Accordingly, most studies particularly distinguish between reactive aggression versus CU traits and proactive aggression with respect to emotion recognition abilities [6, 7]. Yet, some recent studies point to distinct neural correlates for CU traits versus proactive aggression [8,9,10]. In addition, a person-oriented approach on clinic-referred youth with disruptive behavior resulted in different clusters with varying levels of CU traits and aggression, one of which exhibited high CU traits and reactive aggression yet low proactive aggression [11]. As dimensional approaches do not consider that both aggression dimensions and CU traits may co-occur in varying degrees across individuals, the characterization of more homogeneous subgroups regarding these dimensions may increase our understanding of underlying neurocognitive mechanisms.

Still, so far, most studies related emotion recognition deficits to univariate, variable-based measures of CU traits and reactive and proactive aggression, with only few studies including all three dimensions.
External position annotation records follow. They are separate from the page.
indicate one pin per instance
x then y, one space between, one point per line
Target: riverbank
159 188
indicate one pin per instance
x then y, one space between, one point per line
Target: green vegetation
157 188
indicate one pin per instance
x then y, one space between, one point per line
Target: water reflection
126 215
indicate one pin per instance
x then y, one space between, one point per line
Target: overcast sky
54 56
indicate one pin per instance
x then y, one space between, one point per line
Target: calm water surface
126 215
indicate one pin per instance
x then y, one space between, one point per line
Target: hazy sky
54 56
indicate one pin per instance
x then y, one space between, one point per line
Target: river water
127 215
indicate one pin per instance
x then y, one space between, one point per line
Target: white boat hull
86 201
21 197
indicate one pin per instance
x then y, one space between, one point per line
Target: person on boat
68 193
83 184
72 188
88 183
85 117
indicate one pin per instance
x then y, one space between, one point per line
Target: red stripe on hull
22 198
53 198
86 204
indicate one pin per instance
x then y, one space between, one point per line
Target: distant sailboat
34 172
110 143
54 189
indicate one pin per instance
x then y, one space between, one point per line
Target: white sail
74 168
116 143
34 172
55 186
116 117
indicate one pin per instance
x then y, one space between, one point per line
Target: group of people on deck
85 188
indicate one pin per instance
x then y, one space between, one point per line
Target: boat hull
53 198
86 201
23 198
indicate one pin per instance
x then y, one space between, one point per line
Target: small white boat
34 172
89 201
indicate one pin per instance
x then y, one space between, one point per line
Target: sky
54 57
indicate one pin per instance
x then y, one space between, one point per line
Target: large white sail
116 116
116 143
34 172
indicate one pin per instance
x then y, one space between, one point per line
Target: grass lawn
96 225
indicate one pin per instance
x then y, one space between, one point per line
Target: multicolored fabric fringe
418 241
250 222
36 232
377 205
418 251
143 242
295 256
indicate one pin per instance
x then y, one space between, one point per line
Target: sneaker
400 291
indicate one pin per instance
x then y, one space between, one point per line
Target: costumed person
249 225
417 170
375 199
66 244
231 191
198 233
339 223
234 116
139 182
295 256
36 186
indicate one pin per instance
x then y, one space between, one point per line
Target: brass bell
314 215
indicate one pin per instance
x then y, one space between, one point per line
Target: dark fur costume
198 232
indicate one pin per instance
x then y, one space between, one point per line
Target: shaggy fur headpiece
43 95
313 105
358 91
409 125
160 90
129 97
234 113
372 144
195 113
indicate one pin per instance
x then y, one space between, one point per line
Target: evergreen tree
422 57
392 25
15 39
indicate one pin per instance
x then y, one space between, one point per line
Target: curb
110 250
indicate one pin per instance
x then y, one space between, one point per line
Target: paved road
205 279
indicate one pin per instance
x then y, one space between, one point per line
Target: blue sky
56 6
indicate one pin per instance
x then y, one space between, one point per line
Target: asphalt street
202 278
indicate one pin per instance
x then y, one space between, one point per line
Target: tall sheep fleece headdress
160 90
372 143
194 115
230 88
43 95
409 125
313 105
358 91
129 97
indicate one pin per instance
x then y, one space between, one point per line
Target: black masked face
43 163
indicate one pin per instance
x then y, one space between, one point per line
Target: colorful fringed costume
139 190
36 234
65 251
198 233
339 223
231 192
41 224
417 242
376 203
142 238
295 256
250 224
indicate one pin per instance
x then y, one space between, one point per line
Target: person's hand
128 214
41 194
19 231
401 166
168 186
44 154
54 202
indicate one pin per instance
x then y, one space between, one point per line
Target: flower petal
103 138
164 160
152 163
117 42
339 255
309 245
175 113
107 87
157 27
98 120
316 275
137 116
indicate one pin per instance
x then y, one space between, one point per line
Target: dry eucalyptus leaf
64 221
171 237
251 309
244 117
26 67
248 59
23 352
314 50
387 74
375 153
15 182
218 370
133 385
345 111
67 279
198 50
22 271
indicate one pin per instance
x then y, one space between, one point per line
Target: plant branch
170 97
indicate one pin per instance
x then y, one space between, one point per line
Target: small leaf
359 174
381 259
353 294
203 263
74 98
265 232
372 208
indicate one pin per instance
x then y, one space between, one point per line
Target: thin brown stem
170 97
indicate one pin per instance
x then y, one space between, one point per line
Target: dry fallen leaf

Specifically, a failure to recognize facial expressions of distress (i.e. fear) is a well-established finding in youth with high levels of CU traits [12], with evidence for a partly shared genetic etiology [13]. In contrast, disruptive behavior with low CU traits has been linked to a bias to interpret ambiguous or neutral facial expressions as hostile (i.e. as anger), indicating elevated threat sensitivity and increased reactive aggression [7].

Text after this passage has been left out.